Detection of acute toxicity of aflatoxin B1 to human hepatocytes in vitro and in vivo using chimeric mice with humanized livers

PLoS One. 2020 Sep 23;15(9):e0239540. doi: 10.1371/journal.pone.0239540. eCollection 2020.

Abstract

Aflatoxin B1 (AFB1), a mycotoxin, is acutely hepatotoxic to many animals including humans. However, there are marked interspecies differences in sensitivity to AFB1-induced toxicity depending on bioactivation by cytochrome P450s (CYPs). In the present study, we examined the applicability of chimeric mice with humanized livers and derived fresh human hepatocytes for in vivo and vitro studies on AFB1 cytotoxicity to human hepatocytes. Chimeric mice with highly humanized livers and SCID mice received daily injections of vehicle (corn oil), AFB1 (3 mg/kg), and carbon tetrachloride (50 mg/kg) for 2 days. Histological analysis revealed that AFB1 promoted hepatocyte vacuolation and inflammatory cell infiltration in the area containing human hepatocytes. A novel human alanine aminotransferase 1 specific enzyme-linked immunosorbent assay demonstrated the acute toxicity of AFB1 to human hepatocytes in the chimeric mouse livers. The sensitivity of cultured fresh human hepatocytes isolated from the humanized liver mice for AFB1 cytotoxicity was comparable to that of primary human hepatocytes. Long-term exposure to AFB1 (6 or 14 days) produced a more severe cytotoxicity. The half-maximal lethal concentration was 10 times lower in the 2-week treatment than after 2 days of exposure. Lastly, the significant reduction of AFB1 cytotoxicity by a pan-CYP inhibitor or transfection with CYP3A4 specific siRNA clearly suggested that bioactivation of AFB1 catalyzed by CYPs was essential for AFB1 cytotoxicity to the human hepatocytes in our mouse model.

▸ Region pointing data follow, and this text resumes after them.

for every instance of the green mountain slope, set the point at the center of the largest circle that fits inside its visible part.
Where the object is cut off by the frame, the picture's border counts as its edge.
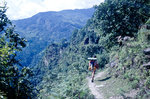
(63, 69)
(46, 27)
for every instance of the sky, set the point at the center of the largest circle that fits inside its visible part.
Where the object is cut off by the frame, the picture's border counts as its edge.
(19, 9)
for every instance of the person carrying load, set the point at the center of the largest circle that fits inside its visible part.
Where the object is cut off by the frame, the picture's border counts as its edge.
(93, 66)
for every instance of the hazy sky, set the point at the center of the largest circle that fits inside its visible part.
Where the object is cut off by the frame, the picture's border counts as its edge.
(18, 9)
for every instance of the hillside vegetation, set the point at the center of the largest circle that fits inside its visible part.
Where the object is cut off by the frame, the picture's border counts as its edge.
(118, 34)
(46, 27)
(62, 71)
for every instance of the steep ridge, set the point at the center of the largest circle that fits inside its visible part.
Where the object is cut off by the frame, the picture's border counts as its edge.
(64, 66)
(46, 27)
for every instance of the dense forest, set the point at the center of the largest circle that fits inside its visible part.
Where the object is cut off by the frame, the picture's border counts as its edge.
(118, 33)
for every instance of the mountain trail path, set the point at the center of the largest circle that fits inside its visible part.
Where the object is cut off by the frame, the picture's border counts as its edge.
(94, 88)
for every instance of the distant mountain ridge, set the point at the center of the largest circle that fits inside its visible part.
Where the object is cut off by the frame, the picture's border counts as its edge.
(46, 27)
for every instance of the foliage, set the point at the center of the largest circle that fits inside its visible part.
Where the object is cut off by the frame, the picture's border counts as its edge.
(14, 81)
(121, 17)
(130, 62)
(65, 65)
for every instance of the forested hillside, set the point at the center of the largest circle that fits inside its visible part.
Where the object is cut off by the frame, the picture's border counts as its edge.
(14, 77)
(63, 69)
(118, 33)
(46, 27)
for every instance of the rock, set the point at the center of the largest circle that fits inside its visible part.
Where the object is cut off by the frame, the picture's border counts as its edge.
(147, 51)
(146, 65)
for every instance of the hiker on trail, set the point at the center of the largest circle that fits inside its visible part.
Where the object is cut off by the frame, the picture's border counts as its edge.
(93, 66)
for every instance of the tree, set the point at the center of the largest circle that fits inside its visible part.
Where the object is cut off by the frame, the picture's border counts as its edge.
(121, 17)
(13, 80)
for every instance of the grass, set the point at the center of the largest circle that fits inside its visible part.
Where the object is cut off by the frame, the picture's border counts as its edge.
(112, 87)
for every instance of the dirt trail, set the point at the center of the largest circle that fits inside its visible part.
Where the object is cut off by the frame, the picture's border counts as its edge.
(94, 88)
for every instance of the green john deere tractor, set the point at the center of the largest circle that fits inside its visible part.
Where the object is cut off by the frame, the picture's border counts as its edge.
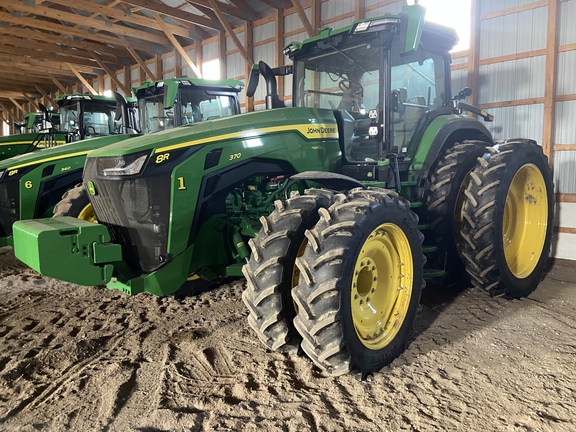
(35, 122)
(38, 131)
(40, 184)
(370, 183)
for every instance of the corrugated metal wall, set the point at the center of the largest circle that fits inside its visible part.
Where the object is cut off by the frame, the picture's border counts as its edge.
(514, 57)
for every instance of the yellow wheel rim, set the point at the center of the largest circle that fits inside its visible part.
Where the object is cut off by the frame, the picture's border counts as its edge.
(382, 286)
(87, 214)
(525, 221)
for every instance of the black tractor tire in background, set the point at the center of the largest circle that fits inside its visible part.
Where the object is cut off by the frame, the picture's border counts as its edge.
(361, 277)
(75, 203)
(445, 199)
(271, 273)
(508, 219)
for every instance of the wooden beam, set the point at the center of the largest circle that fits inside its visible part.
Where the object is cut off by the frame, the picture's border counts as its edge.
(474, 51)
(99, 25)
(302, 15)
(58, 84)
(7, 111)
(279, 48)
(59, 43)
(177, 45)
(359, 9)
(228, 9)
(31, 101)
(175, 13)
(230, 32)
(278, 4)
(17, 105)
(82, 79)
(136, 57)
(113, 77)
(550, 82)
(38, 67)
(42, 55)
(67, 30)
(134, 18)
(222, 54)
(514, 10)
(47, 100)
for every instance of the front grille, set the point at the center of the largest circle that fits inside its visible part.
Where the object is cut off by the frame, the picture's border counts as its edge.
(9, 205)
(136, 212)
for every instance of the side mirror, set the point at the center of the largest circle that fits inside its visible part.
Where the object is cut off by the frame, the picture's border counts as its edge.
(253, 81)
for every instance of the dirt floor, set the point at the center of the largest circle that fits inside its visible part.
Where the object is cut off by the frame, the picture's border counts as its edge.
(88, 359)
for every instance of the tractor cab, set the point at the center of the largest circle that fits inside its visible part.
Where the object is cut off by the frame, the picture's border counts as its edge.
(87, 116)
(176, 102)
(385, 79)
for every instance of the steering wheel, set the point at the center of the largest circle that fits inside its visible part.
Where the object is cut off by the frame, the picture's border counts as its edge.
(344, 85)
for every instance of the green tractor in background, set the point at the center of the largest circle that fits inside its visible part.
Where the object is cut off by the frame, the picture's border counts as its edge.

Collectively, our results implicate the humanized liver mice and derived fresh human hepatocytes are useful models for studies of AFB1 cytotoxicity to human hepatocytes.

MeSH terms

  • Activation, Metabolic
  • Aflatoxin B1 / administration & dosage
  • Aflatoxin B1 / pharmacokinetics
  • Aflatoxin B1 / toxicity*
  • Animals
  • Cytochrome P-450 CYP3A / genetics
  • Cytochrome P-450 CYP3A / metabolism
  • Cytochrome P-450 Enzyme Inhibitors / pharmacology
  • Cytochrome P-450 Enzyme System / metabolism
  • Hepatocytes / drug effects*
  • Hepatocytes / pathology
  • Hepatocytes / transplantation
  • Humans
  • In Vitro Techniques
  • Lethal Dose 50
  • Liver Transplantation
  • Male
  • Mice
  • Mice, SCID
  • RNA, Small Interfering / genetics
  • Transplantation Chimera
  • Vacuoles / drug effects
  • Vacuoles / pathology

Substances

  • Cytochrome P-450 Enzyme Inhibitors
  • RNA, Small Interfering
  • Cytochrome P-450 Enzyme System
  • Aflatoxin B1
  • Cytochrome P-450 CYP3A
  • CYP3A4 protein, human

Grant support

PhoenixBio Co., Ltd. provided support for this study in the form of salaries for: YI, CY, YO, AY, SF, YK, CT. Institute of Immunology Co., Ltd. provided support for this study in the form of salaries for HI, HY. The specific roles of these authors are articulated in the ‘author contributions’ section. The funders had no role in study design, data collection and analysis, decision to publish, or preparation of the manuscript.